One day in 2007, he told his parents that he had some news: He had signed up with a Marine recruiter in Brooklyn. For a week or so, the parents urged him to reconsider, to think about the Peace Corps or other service work. Julian reminded them that they had brought their kids — another son, James, and a daughter, Shannon — to political demonstrations on the Washington mall and to the polls on Election Day.

“He said, ‘You always raised us to understand that we were privileged, and have a duty to be active engaged citizens of the world. I feel called to do this,’ ” Ms. Merz recalled her son saying. “I said, ‘This is not what I meant.’

“It was a choice I couldn’t understand, and he knew that,” Ms. Merz said. “I told him, ‘I can honor your service. But I have a very hard time wrapping my head around thinking my son is being trained to kill people.’ ”

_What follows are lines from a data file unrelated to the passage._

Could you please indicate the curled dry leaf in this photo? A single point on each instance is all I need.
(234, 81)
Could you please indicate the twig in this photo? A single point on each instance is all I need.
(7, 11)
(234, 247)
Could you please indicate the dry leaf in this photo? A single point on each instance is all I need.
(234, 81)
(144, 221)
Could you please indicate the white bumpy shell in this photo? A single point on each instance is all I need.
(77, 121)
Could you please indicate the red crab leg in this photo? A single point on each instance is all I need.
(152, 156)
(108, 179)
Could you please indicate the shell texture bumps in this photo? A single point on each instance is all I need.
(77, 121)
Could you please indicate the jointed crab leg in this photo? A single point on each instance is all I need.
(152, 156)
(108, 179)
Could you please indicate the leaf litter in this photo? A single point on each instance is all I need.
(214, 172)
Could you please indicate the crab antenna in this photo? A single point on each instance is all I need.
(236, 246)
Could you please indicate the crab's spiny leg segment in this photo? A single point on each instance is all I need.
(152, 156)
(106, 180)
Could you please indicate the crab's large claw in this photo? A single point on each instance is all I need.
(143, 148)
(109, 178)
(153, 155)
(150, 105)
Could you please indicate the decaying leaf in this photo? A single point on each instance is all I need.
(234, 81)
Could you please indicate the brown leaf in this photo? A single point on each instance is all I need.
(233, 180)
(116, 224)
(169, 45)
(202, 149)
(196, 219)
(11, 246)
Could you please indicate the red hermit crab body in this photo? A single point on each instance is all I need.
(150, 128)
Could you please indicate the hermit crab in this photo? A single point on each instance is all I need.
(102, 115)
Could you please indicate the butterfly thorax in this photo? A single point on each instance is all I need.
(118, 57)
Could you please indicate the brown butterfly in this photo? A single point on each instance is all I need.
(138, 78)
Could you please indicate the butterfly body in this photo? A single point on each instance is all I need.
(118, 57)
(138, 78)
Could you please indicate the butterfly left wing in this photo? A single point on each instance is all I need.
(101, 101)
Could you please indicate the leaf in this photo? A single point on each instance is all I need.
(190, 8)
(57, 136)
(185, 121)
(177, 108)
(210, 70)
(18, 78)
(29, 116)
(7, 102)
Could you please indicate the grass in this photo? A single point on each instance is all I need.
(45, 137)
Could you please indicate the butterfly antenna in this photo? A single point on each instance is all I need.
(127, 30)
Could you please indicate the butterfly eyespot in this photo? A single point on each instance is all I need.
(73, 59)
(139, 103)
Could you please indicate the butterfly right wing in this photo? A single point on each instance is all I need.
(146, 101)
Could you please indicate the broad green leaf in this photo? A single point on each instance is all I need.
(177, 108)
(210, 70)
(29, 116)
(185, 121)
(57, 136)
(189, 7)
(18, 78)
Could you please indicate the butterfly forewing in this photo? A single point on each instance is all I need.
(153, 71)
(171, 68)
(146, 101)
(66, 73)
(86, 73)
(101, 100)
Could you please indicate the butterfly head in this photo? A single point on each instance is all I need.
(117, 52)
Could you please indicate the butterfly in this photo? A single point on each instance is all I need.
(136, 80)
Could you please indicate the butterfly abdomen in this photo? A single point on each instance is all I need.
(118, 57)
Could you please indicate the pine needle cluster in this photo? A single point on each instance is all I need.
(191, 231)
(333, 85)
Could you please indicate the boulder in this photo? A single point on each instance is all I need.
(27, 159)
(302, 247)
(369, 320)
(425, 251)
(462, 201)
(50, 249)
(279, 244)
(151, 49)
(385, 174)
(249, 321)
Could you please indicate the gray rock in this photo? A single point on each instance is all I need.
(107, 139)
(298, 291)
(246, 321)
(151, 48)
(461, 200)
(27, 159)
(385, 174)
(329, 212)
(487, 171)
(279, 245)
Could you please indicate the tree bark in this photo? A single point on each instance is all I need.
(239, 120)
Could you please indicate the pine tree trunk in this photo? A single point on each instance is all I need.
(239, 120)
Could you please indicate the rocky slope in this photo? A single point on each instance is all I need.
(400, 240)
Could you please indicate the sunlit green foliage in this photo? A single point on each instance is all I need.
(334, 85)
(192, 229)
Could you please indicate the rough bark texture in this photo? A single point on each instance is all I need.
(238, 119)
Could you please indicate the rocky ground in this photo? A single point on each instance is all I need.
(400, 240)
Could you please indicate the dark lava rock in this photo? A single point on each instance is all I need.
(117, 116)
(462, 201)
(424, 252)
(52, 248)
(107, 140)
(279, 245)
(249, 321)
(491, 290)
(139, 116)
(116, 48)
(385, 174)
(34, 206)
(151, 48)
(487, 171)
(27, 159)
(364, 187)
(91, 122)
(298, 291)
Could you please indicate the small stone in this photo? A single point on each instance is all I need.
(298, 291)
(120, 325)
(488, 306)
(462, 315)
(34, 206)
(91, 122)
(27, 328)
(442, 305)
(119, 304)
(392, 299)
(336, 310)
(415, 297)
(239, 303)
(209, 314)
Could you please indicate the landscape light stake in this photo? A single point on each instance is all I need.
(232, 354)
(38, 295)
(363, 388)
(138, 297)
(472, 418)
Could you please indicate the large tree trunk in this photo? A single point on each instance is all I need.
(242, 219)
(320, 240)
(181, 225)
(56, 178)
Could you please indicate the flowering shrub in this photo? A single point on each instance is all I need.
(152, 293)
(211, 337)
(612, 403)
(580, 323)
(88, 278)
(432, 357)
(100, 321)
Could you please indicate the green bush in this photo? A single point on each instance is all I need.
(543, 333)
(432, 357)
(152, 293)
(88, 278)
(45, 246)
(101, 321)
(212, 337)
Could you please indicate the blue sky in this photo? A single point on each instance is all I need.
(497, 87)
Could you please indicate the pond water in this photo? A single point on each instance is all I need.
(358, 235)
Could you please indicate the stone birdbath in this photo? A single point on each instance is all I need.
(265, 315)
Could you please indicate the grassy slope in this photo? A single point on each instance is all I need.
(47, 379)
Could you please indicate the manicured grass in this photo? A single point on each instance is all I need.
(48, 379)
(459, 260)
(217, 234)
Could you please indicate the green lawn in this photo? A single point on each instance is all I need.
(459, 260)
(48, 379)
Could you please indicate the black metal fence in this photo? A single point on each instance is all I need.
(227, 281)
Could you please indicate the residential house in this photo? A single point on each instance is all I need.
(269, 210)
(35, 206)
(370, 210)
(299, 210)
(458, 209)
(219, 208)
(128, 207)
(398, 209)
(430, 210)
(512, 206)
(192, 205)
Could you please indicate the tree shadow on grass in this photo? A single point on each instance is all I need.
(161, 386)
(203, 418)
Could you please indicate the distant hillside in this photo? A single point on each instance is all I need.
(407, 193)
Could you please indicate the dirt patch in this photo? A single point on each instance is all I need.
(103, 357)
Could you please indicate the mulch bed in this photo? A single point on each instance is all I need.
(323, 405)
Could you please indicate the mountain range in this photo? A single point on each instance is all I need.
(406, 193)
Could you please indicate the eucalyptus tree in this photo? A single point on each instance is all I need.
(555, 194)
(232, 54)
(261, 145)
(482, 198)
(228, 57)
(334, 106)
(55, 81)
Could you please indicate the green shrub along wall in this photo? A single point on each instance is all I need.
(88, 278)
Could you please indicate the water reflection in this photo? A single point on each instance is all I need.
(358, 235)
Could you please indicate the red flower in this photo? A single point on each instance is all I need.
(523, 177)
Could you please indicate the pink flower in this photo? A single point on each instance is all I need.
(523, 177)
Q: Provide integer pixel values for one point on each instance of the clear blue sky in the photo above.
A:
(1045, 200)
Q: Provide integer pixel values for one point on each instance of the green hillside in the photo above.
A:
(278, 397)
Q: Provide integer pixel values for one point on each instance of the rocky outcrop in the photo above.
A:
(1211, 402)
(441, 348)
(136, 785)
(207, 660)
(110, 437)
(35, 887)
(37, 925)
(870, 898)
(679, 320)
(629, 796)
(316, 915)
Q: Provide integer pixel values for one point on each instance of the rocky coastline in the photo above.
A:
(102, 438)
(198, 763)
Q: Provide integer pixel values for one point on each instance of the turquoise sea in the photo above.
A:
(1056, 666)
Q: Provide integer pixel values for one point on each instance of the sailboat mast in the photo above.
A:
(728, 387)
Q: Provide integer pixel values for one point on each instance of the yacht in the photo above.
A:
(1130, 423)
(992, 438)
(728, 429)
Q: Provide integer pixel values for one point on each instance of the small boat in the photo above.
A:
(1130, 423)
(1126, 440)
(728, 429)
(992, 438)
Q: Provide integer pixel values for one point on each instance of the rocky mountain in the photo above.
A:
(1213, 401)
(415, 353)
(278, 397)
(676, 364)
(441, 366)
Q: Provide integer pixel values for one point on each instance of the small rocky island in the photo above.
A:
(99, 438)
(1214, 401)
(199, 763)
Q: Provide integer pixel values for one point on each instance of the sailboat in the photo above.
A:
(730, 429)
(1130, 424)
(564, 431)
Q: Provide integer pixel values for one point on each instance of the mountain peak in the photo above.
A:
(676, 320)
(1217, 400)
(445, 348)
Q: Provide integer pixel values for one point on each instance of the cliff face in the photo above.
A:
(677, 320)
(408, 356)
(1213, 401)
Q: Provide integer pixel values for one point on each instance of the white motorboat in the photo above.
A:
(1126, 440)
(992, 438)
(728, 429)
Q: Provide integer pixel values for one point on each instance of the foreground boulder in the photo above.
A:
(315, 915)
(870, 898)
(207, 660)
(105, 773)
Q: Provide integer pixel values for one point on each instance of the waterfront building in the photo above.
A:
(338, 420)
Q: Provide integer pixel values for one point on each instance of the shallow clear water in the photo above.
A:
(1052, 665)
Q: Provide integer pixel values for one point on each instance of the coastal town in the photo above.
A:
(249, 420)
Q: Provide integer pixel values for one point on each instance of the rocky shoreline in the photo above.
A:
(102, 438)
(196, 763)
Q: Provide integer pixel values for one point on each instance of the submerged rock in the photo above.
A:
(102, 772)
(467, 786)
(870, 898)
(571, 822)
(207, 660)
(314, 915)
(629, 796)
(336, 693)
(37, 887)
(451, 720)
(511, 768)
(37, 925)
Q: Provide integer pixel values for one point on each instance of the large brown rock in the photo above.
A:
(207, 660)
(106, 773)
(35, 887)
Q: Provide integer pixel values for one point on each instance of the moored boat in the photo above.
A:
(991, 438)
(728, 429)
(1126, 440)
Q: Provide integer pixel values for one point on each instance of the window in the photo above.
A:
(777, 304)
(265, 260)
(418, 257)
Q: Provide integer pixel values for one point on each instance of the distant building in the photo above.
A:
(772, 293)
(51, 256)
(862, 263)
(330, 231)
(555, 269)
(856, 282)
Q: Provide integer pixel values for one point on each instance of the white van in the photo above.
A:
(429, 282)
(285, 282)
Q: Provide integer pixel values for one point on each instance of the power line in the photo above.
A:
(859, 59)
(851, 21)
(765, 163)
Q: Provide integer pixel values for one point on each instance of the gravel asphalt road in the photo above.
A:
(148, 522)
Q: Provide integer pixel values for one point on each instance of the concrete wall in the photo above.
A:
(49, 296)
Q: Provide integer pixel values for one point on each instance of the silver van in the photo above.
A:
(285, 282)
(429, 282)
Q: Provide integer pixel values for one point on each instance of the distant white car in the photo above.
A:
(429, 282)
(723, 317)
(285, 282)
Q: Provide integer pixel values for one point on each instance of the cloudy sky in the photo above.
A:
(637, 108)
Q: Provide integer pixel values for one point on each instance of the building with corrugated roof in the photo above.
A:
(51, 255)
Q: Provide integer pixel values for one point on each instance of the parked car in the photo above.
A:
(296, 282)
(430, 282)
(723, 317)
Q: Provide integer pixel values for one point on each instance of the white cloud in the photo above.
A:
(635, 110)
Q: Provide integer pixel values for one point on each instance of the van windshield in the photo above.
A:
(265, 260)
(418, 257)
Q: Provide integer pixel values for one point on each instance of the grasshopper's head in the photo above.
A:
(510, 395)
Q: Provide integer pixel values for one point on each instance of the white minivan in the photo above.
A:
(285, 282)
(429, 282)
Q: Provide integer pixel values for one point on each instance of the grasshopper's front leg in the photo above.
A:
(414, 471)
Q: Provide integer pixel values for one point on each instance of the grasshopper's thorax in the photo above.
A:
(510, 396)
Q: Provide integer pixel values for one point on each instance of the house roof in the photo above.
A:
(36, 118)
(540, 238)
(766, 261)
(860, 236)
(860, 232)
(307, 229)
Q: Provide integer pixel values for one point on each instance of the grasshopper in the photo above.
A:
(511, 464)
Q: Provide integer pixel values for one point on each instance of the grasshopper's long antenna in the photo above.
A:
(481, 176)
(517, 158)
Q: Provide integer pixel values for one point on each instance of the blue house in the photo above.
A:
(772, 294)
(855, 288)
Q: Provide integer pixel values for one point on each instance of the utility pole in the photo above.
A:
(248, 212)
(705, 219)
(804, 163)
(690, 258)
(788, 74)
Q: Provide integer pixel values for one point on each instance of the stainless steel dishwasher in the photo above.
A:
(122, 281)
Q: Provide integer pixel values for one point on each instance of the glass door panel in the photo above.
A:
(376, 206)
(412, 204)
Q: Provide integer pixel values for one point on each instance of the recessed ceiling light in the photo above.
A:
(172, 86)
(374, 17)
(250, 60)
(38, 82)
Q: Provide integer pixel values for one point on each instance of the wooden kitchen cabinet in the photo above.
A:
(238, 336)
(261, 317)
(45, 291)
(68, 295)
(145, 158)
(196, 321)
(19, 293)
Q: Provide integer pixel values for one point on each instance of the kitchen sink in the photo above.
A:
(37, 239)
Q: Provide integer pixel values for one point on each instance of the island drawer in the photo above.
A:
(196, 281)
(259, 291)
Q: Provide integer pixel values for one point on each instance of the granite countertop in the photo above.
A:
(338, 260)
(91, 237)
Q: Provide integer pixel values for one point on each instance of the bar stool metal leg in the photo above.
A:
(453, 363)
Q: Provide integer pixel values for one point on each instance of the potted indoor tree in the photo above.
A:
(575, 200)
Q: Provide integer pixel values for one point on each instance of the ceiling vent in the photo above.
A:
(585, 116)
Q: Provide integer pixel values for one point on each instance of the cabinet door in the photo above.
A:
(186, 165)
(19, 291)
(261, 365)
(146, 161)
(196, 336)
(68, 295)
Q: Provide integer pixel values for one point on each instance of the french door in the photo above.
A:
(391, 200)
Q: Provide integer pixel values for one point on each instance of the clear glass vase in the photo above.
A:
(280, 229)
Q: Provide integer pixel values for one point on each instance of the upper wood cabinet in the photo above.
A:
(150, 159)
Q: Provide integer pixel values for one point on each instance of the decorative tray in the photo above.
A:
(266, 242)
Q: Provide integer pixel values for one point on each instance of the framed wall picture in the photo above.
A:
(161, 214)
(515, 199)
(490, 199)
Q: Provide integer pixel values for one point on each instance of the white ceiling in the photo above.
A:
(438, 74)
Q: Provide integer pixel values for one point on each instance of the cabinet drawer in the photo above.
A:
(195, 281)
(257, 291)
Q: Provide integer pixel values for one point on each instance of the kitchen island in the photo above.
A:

Mr. Brennan said that his son was listening to his own “inner voice, and following that. In his heart of hearts, Julian wasn’t a pacifist.”

He wrote vivid e-mail messages home to friends and family. He called at Christmas and then on Jan. 20, unaware that a new president was being inaugurated. “He said, ‘I have no regrets about my choice,’ ” Ms. Merz said. “That’s one of the things that has made these last days bearable. If he’d had regrets, it would be almost impossible to live with.”

Before his company was deployed in November, Julian was given a 96-hour leave. He flew home and walked with his parents through Prospect Park, the autumn leaves crunching below their feet. He told them that he had arranged that the woman he loved, Bettina Beard, would receive his death benefits. Although they did not realize precisely what those arrangements involved, Mr. Brennan said, “We should’ve known then that he was married. We only knew they were making plans for a future.”

They put him into a cab, watching from the front of their home as he headed for the airport. “It’s tough sitting at the table with the rest of the family, knowing that Jules won’t be there again,” Mr. Brennan said. “We’re all going to age, and he won’t.”